As I sometimes do, this evening I grabbed my copy of R.W. Franklin's collected poems of Emily Dickinson and opened it to a random page. Holy smoke! There was a Dickinson poem - not a "great" one worried about like an inportant bone by her army of scholars - but Emily at her most real.
Or so I think.
It's the one that goes:
My Faith is larger than the Hills
So when the hills decay -
My Faith must take the Purple Wheel
To show the sun the way -
(If the sun fails to rise, after the purple sunset, it must be led toward the purple dawn.)

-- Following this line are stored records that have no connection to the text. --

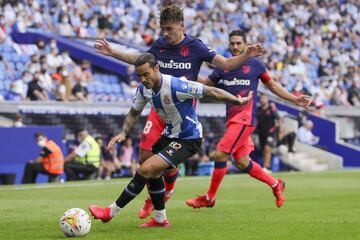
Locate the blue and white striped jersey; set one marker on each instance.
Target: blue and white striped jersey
(174, 102)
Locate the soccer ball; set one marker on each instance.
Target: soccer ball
(75, 222)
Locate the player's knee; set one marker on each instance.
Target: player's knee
(147, 170)
(220, 156)
(242, 162)
(143, 155)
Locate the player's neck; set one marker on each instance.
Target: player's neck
(180, 39)
(157, 85)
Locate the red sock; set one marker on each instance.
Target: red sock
(257, 172)
(170, 180)
(216, 179)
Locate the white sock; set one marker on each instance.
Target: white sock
(277, 182)
(169, 193)
(160, 215)
(115, 209)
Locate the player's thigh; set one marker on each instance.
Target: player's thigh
(153, 167)
(179, 150)
(153, 128)
(144, 154)
(244, 149)
(235, 136)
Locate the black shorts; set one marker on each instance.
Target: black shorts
(270, 140)
(175, 151)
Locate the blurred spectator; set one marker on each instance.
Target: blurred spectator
(14, 93)
(64, 90)
(305, 134)
(83, 163)
(80, 92)
(50, 161)
(54, 59)
(286, 137)
(310, 45)
(18, 121)
(66, 60)
(126, 162)
(35, 91)
(82, 74)
(302, 117)
(267, 129)
(8, 67)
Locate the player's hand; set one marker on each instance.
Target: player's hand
(254, 50)
(303, 101)
(104, 47)
(243, 100)
(118, 138)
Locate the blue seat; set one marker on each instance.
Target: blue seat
(8, 48)
(19, 66)
(7, 84)
(116, 89)
(105, 79)
(108, 89)
(7, 56)
(15, 57)
(96, 77)
(99, 88)
(91, 88)
(113, 79)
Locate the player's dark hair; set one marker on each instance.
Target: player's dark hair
(145, 58)
(171, 14)
(39, 134)
(238, 32)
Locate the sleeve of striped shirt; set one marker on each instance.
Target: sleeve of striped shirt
(189, 90)
(139, 101)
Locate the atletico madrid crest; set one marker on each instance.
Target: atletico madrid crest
(246, 69)
(184, 51)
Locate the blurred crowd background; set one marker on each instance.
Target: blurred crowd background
(311, 46)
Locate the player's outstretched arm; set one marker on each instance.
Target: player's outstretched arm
(106, 48)
(301, 101)
(235, 62)
(205, 81)
(129, 122)
(224, 96)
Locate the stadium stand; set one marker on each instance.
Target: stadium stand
(312, 50)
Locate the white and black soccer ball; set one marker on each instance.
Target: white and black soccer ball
(75, 222)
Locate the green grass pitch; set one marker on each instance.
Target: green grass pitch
(318, 206)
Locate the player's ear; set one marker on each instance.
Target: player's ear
(157, 67)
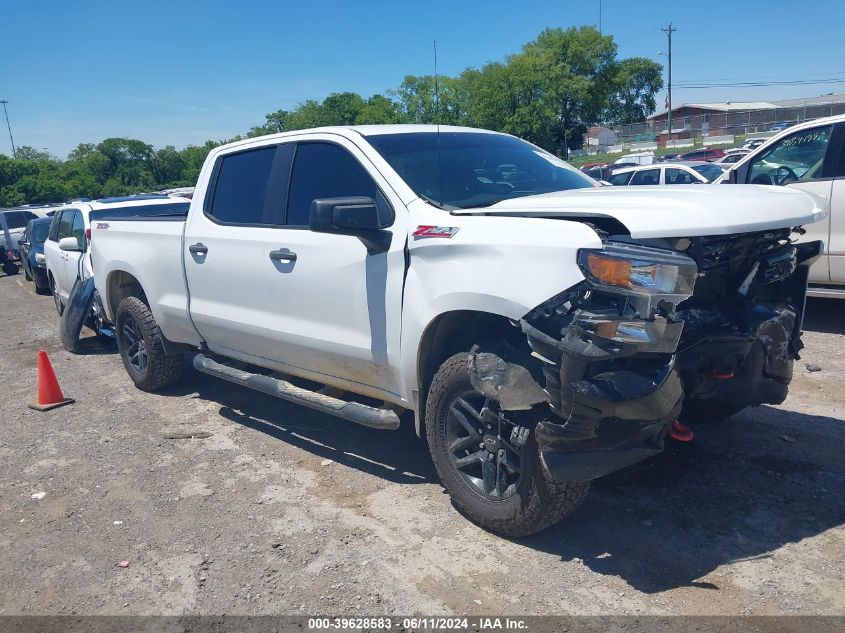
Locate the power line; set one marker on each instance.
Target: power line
(756, 84)
(8, 125)
(669, 30)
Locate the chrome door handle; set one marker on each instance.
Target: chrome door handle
(283, 255)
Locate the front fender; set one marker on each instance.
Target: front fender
(504, 266)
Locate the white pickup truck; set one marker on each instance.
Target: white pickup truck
(541, 331)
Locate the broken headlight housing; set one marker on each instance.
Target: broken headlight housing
(648, 274)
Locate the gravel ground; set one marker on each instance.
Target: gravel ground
(275, 509)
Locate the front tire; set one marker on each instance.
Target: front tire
(139, 341)
(495, 482)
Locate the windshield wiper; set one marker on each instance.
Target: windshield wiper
(434, 203)
(483, 204)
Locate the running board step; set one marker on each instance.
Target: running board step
(356, 412)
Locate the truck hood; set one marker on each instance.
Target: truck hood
(676, 211)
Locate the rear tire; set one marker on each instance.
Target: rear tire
(530, 502)
(60, 308)
(703, 411)
(141, 347)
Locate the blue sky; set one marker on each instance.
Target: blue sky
(182, 72)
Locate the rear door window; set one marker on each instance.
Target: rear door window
(620, 179)
(646, 177)
(326, 170)
(77, 229)
(15, 220)
(675, 176)
(251, 186)
(65, 224)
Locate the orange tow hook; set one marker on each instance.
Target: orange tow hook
(680, 432)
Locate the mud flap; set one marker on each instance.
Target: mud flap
(78, 308)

'Tis first He steps opon the vane -
And then - opon the Hill -
And then abroad the World He go -
To do His Golden Will -
(See the sun rising - first to the barn-top, then to the hill-top, then everywhere.) (Apparently she pronouced "upon" like "opon.")
And if his Yellow Feet should miss -
The Bird would not arise -
The Flowers would slumber on their Stems -
No Bells have Paradise -
(If the warming sun fails to reach them, birds and flowers will not rise.)
How dare I, therefore, stint a faith
On which so vast depends -
Lest Firmament should fail for me -
The Rivet in the Bands
For Dickinson, a barrel was the main way in which commodities were conveyed. If a rivet holding the metal bands of a barrel failed, all would fall apart. At first, the poem sounds like a typical 19th-century affirmation of faith. "My Faith is larger than the Hills -". But listen hard. Can a faith necessary to keep the sun rising, to keep the world from falling apart, make any sense in a world in which, well, the sun is going to rise anyway, the birds are going to sing, the flowers bloom?
This was from Dickinson's most fertile period, during the Civil War, a time when death was in the air. I see it as an affirmation of life.